CSC/ECE 517 Fall 2009/wiki1b 11 al
Static Vs. Dynamic Object Oriented Languages from the Perspective of Performance
Static languages are known for its conservative approach to language processing, making most typing decisions at compile time itself thereby allowing the compilers to optimize on the byte code generated and provide better type-error checking. Thus, performance is tweaked in these languages. Dynamic languages, on the other hand, attempt to improve the productivity of the average developer, allowing him more flexibility in terms of type checking and so, delay most typing decisions as much as feasible. Thus they sacrifice slightly on performance, and allow for more expressiveness and freedom.
Overview
The debate between statically typed languages and dynamic languages is one that has been going on ever since programming languages came into existence and will endure on, constructively influencing the way interpreters and compilers process languages for many years to come. Apart from speed of processing of the two types of languages, stability, manageability, expressiveness, efficiency of the tools available for each, the community, and the joys of programming in one particular language over another have been debated upon. Since Object Oriented Design is the logical de-facto heir to the structured methodology of programming, this debate continues over the subset of object oriented languages existing in the market at this time.
Type Systems
Type System is defined formally as
"A tractable syntactic method for proving the absence of certain program behaviors by classifying phrases according to the kinds of values they compute."[1]
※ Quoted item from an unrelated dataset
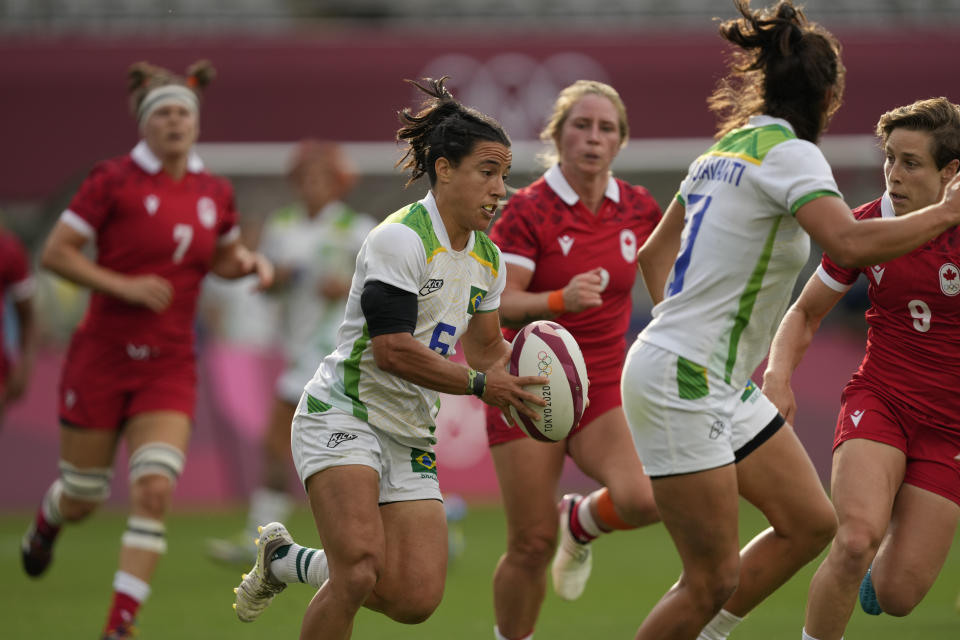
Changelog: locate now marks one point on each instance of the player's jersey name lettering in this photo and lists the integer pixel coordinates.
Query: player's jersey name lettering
(719, 168)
The study of type systems is called Type Theory and has a significant role in Computer Language Design, apart from Computer Architecture, Compiler Construction and study of Grammars. Simplistically viewed, a Type System provides an abstraction to a collection of bits. All data to a computer is sequence of bits. The hardware is incapable to segregating or separating them into memory addresses, instruction code, characters, integers and floating-point numbers, since all it sees is the bit stream. However, any application makes references to its available memory within the program, as variables. Type system provides the necessary abstraction to programmers, offering them a higher level, modular view at the implementation, by, for example, allowing them to think of strings as a char collection, rather than a stream of bytes.
Static_Typing
Static typing, which dates back to the 1950s, was the first form of typing available. It was extensively used in various compiled and interpreted languages including Ada, C, C++, C#, JADE, Java, Fortran, Haskell, ML, Pascal, Perl, Scala. Static Typing performs a one-time evaluation of type information at compile time. This also serves to be a program verification [2] mechanism, wherein, many type errors are caught early in the development cycle. However the number of errors that are caught depends on the strength of the typing system. Also possible among these are “type inference” algorithms[3], which are used in the newer generations of statically typed languages like ML, C# etc which help in two ways :
- Determine the legal values possible for a variable
- Preventing the occurrence of incompatible values in mathematical expressions
Thus, this type is a typical guide to the compiler on how much storage needs to be allocated to a variable.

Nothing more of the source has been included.